Regex Difficulty Replacing

Question

Regex Difficulty Replacing

I received nothing from this answer. What is the difficulty of matching and replacing a regular expression?

Edit: I am working on python. But I would like to know in general about the most popular languages / tools (java, perl, sed).

+12

complexity-theory regex

cnu Aug 22 '08 at 3:02

source share

7 answers

Other theoretical information about possible interest.

For clarity, suppose the standard definition of a regular expression

http://en.wikipedia.org/wiki/Regular_language

from the theory of formal language.

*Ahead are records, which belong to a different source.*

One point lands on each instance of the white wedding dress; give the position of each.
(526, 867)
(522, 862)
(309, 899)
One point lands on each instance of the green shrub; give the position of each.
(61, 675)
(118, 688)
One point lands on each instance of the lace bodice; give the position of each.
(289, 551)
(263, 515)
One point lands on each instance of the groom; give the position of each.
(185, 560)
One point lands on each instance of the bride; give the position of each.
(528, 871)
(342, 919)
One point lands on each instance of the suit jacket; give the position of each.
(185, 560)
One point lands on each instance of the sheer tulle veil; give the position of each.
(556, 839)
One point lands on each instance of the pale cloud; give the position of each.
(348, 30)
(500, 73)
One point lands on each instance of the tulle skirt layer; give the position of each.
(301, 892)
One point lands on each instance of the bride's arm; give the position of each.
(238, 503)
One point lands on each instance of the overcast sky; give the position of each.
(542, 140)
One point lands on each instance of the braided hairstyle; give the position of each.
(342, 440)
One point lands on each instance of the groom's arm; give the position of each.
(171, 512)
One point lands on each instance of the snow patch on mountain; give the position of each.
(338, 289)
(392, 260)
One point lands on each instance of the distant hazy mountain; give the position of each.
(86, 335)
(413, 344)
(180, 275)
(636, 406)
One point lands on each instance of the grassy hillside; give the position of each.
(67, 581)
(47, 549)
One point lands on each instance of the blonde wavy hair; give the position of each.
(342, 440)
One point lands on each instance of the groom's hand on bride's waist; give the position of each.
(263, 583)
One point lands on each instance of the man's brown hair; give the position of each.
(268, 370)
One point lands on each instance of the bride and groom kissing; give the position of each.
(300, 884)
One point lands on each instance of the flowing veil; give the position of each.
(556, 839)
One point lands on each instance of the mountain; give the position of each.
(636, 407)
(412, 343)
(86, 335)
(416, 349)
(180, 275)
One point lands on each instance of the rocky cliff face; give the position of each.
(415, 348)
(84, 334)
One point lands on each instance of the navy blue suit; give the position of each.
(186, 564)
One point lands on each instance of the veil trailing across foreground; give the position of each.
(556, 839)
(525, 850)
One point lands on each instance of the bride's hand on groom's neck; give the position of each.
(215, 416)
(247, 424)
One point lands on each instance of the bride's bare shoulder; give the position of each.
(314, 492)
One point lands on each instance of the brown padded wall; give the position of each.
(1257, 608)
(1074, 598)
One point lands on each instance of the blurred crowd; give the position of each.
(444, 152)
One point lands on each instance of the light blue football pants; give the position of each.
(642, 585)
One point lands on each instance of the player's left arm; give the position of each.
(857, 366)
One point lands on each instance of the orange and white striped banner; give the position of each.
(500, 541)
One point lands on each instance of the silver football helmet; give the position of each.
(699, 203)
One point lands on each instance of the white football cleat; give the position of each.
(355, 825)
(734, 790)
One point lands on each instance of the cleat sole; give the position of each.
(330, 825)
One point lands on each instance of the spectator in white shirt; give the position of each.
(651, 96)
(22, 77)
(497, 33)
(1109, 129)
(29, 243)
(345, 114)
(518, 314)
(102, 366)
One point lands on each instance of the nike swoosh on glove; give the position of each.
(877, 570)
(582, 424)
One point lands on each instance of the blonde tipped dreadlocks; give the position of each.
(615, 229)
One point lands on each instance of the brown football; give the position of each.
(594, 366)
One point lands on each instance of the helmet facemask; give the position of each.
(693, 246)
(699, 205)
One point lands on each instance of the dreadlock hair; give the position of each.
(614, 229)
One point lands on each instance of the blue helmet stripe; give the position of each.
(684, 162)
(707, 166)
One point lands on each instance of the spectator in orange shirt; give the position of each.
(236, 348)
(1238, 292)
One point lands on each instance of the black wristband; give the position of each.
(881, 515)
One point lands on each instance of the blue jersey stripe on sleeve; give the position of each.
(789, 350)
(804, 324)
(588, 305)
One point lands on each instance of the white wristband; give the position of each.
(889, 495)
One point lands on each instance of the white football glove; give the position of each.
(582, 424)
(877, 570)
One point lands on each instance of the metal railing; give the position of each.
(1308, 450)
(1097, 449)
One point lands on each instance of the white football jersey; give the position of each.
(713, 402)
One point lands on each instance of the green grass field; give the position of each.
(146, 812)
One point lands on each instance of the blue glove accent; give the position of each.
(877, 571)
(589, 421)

In practice, this means that the only building material is the symbols of the alphabet, the operators of concatenation, rotation and Kleene, along with the unit and zero constants (which appear for group-theoretical reasons). As a rule, it is a good idea not to overload this term despite everyday practice in scripting languages, which leads to ambiguity.

There is an NFA construct that solves the correspondence problem for the regular expression r and the input text t in O (| r | | t |) time and O (| r |) space, where | - | is a function of length. This algorithm has been further improved by Myers.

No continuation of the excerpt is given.